It may seem tempting to confront the tasks outlined above in sequence (presumably, first diversify, then grow, then redistribute), but this is unlikely to work in practice. On the one hand, the productive and distributional framework imposed by global neoliberalism tends to lock in oil dependence, because the economically dominant interests are bound to a logic of short-term financialised profit extraction that is incompatible with high-cost, long-term and (necessarily) co-ordinated shifts in the composition of economic activity, the emergence of new drivers of accumulation and new sources of profit, and the redistribution of income: as they seek to defend established interests by delaying, bypassing and avoiding the changes in economic fundamentals that are essential in order to address the climate crisis, neoliberalism and financialisation will drive the world economy into the abyss of environmental collapse and mass extinction.
On the other hand, attempts to rebalance the global economy and redistribute income, wealth and power within countries and between them while ignoring the environmental challenge will also drive the world over the edge.
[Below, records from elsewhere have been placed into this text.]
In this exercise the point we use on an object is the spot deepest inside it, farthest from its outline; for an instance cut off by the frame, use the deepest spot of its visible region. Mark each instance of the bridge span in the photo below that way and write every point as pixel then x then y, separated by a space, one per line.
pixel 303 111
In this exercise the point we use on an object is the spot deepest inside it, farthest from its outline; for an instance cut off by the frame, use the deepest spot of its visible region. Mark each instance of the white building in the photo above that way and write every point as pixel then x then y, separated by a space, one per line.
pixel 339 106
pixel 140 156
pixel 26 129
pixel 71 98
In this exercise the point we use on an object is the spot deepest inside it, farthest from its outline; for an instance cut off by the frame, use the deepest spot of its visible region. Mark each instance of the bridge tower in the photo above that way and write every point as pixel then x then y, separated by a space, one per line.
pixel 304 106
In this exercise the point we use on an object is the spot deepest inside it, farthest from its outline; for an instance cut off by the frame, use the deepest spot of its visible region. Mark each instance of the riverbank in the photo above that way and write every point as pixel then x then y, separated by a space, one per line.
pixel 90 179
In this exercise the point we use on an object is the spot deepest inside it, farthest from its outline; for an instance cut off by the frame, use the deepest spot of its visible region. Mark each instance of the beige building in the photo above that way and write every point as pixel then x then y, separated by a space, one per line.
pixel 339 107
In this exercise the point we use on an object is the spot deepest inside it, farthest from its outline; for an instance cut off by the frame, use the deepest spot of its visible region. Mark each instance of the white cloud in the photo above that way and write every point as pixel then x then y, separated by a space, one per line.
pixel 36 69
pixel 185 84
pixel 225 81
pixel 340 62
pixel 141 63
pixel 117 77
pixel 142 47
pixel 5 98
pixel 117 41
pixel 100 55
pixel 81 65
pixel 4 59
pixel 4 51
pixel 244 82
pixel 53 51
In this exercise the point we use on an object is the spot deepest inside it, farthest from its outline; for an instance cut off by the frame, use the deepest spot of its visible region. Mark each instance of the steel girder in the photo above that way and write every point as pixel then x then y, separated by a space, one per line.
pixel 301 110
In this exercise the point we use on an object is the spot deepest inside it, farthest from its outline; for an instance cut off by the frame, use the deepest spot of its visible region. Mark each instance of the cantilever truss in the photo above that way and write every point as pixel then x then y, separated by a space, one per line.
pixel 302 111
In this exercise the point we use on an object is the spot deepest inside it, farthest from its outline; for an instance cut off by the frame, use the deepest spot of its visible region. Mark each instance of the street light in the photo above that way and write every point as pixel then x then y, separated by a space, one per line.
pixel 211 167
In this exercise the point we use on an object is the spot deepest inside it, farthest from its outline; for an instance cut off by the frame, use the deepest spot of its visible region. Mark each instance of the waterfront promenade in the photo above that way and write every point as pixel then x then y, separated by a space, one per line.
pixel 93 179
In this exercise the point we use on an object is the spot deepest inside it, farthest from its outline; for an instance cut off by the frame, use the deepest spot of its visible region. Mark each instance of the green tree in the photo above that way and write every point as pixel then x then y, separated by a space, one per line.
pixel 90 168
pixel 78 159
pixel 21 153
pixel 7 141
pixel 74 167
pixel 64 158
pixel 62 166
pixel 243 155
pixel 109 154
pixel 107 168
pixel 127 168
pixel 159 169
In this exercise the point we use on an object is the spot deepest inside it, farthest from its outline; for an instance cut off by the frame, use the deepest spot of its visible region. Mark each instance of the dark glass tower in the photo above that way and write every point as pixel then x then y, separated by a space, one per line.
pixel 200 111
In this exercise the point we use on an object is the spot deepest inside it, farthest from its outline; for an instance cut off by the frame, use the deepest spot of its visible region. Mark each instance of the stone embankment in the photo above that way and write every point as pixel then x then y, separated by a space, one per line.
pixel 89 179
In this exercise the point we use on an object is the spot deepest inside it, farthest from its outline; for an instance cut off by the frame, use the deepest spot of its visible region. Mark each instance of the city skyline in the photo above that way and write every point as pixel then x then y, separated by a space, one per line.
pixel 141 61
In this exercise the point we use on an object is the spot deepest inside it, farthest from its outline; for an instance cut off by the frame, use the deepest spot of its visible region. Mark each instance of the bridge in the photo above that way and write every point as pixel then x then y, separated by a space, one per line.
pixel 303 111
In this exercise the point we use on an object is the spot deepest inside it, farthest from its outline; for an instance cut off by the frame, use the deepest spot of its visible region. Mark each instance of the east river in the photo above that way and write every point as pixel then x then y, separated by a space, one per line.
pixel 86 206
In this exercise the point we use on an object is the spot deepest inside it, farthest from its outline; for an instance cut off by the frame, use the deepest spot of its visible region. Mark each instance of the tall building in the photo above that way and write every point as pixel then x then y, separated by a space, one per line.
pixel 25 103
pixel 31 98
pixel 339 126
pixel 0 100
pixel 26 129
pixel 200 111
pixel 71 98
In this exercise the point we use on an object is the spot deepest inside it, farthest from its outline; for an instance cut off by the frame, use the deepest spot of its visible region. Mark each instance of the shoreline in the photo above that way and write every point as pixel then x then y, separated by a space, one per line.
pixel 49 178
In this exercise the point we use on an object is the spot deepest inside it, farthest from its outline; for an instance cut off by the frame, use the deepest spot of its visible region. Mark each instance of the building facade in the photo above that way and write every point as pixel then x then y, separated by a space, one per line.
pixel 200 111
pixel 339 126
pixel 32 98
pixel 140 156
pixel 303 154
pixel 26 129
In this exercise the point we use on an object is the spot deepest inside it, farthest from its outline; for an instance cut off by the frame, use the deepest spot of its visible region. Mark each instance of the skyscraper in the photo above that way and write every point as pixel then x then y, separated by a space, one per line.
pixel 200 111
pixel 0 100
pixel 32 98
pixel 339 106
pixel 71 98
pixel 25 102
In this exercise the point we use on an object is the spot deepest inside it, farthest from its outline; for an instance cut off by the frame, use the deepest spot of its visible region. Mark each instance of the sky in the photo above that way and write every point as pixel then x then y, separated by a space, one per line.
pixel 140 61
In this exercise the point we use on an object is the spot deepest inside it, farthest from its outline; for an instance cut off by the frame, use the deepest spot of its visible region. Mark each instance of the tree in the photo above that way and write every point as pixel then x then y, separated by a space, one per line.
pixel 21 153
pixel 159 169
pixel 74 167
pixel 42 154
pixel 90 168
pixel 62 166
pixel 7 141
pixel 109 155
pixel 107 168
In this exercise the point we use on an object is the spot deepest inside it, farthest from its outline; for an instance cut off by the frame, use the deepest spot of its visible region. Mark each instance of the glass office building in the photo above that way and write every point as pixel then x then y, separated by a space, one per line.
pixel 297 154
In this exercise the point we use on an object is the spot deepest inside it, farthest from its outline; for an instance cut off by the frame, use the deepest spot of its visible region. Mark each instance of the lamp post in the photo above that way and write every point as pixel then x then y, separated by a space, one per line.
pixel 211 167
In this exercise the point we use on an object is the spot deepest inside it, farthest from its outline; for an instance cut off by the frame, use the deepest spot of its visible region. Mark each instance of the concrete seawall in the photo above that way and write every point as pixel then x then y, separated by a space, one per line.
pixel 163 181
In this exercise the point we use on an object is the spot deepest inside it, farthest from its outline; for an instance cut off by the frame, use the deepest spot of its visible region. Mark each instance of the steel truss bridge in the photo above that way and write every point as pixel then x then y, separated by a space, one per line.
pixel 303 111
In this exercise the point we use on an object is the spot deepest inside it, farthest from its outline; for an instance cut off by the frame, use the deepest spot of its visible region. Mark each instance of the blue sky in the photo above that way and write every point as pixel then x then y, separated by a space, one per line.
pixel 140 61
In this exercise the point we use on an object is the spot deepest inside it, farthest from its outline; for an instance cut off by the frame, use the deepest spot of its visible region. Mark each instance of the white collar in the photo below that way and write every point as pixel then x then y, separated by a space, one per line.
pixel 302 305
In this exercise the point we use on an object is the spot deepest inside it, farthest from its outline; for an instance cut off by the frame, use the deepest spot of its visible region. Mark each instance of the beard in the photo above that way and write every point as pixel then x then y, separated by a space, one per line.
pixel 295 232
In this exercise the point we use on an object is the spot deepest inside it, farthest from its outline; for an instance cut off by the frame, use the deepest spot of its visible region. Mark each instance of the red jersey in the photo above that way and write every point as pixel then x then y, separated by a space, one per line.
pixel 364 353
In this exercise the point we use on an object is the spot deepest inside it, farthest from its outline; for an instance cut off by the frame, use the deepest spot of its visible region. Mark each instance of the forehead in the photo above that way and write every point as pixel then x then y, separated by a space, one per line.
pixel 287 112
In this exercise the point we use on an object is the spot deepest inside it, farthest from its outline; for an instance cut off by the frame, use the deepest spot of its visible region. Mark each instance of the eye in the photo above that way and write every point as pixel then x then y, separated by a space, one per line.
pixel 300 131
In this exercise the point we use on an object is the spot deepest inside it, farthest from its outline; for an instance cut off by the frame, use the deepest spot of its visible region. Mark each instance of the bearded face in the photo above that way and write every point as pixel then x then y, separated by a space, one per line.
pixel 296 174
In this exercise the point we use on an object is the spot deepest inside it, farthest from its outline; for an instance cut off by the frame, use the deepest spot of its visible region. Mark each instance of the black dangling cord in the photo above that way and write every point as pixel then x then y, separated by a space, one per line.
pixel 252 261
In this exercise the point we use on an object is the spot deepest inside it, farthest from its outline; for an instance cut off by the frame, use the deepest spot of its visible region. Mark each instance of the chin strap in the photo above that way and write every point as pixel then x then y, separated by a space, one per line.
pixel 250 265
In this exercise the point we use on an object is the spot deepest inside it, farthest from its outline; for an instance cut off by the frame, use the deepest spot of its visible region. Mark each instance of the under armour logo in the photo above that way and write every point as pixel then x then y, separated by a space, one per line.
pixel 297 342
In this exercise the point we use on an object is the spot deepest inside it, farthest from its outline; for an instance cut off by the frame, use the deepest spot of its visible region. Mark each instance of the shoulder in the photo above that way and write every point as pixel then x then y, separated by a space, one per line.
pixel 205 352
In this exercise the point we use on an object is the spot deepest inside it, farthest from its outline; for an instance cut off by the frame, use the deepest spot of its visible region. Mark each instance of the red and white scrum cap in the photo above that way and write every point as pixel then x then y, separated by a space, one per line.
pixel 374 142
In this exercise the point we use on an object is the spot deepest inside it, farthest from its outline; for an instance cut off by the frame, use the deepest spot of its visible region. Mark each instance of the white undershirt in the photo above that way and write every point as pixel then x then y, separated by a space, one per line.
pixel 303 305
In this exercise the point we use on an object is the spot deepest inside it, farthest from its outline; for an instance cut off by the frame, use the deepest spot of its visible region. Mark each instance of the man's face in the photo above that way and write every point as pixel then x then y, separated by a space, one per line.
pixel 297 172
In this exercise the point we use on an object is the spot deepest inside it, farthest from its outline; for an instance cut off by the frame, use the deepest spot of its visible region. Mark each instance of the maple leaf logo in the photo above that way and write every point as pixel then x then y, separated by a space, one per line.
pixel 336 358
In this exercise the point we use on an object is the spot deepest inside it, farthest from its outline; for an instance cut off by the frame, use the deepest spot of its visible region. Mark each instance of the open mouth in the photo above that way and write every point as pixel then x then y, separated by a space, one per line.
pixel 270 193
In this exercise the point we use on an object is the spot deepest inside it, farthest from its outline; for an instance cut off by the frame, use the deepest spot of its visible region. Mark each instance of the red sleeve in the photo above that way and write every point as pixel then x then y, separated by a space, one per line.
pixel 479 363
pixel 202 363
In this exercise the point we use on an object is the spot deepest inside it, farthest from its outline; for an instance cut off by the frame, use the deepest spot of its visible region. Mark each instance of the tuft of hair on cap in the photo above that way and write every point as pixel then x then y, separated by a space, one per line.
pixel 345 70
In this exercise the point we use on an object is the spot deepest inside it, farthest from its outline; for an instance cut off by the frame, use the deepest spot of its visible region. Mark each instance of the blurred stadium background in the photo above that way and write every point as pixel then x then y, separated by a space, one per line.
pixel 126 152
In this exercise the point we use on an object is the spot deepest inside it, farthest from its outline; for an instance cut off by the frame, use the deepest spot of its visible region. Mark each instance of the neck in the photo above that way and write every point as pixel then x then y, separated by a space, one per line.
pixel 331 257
It is impossible to produce more and consume more everywhere, and equalise living standards upwards (‘global convergence’) on the basis of existing technologies and those that can realistically be developed in the short time available before climate change runs out of control: humans will not be in the world long enough to enjoy this type of prosperous future.
The challenges of leaving oil in the ground, diversifying oil-dependent economies, securing a modicum of macroeconomic stability and improving distribution must be addressed together. This raises the difficult issue of financing the transition to sustainable economies. In particular, since the diversification of oil-dependent economies is a global as well as domestic imperative, solutions must be found, and funded, at both levels. Attempts to justify inaction (and short-term profits) by shifting responsibility to other countries or to unrepresented future generations are unconscionable. Every country, organisation, business and household must address climate change as an unprecedented challenge to life. This is an existential task; failure means the death of billions of humans and the extinction of countless species.
These heavy tasks can find legitimacy and public support – despite the inevitable disruptions of entire ways of life – only if they are coupled with improvements in distribution and the jettisoning of the financialised and income-concentrating logic of neoliberalism. Just like the promise of a more equal future gave force and legitimacy to the war effort against fascism, in the 1940s, today’s world can find the strength to confront climate change through a commitment to transcending neoliberalism. I will explore this statement, and its implications, in the following pieces.